Indeed, Catwoman isn't the type to sit around twiddling her claws, waiting for anyone to bail her out of trouble — even when the offer comes from Bruce Wayne.
"This was one of the first female characters we saw on television that really spoke to empowerment," says Suzanne Colon, author of Catwoman: The Life and Times of a Feline Fatale. "Not only empowerment; a proto-feminism that was very sexy and pretty and female, and yet very take-charge. This woman had her own gang of men who wore little cat ears ... to please her."
Colon says women have a such a visceral reaction to Catwoman because, though she's a little nuts, she's her own woman.
"She doesn't like the goody-two-shoes side of women we are taught to be," Colon says. "We are taught to be trusting and nice."

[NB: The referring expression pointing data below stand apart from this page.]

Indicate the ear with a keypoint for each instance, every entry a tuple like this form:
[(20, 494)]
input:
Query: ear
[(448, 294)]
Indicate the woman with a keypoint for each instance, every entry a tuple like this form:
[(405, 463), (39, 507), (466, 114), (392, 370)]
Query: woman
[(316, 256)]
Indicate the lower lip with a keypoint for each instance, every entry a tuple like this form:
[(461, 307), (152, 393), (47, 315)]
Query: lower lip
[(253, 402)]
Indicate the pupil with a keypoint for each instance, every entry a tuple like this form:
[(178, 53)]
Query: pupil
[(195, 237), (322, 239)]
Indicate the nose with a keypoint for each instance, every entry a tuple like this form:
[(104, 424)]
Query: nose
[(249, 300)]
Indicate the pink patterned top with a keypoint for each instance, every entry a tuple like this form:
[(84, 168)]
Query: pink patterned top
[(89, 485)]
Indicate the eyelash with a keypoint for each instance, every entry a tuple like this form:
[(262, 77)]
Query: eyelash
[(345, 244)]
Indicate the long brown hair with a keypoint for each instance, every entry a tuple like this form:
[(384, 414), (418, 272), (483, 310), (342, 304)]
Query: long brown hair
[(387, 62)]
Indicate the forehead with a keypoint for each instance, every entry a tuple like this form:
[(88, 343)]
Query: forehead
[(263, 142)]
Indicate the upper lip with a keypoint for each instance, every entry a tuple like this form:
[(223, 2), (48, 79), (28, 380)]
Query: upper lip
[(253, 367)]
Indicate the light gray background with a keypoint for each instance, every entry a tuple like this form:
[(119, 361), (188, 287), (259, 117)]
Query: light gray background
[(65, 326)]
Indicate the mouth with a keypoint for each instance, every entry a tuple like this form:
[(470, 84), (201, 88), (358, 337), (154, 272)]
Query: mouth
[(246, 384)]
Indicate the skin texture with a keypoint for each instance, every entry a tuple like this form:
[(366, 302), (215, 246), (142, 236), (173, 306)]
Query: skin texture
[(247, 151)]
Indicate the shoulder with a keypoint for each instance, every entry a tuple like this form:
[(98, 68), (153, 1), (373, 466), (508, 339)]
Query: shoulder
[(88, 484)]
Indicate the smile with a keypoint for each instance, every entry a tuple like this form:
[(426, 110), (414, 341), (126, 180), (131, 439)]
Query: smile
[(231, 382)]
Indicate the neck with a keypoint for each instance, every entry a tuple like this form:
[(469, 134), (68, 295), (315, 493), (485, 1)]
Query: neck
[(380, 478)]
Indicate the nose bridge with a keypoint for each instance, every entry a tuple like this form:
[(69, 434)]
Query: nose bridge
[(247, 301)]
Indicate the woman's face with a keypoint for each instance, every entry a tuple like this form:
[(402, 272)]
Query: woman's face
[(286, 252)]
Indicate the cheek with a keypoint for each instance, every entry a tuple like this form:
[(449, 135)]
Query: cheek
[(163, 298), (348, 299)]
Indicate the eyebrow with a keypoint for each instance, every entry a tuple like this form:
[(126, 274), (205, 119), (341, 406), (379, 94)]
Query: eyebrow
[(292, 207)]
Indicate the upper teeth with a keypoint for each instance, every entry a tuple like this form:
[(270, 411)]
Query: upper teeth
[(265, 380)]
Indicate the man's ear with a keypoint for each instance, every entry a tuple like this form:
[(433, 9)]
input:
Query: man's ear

A few other things have changed since Catwoman first yowled, back in 1940. She's had her own comic for 15 years now. And sure, she still wears the suit, but it's more functional now. She still has the whip, but no more high heels that could slip off of a rooftop. Selina's had some martial arts training. And she has a daughter.
Catwoman sees herself now as a guardian of the poor and disadvantaged, though that doesn't stop her from committing a little larceny every now and then. Bottom line: Catwoman wants what she wants, and drat the consequences.
Colon says Catwoman gives us a sense of what we might be able to do — even if it's not necessarily a good idea to unleash all that in our daily lives.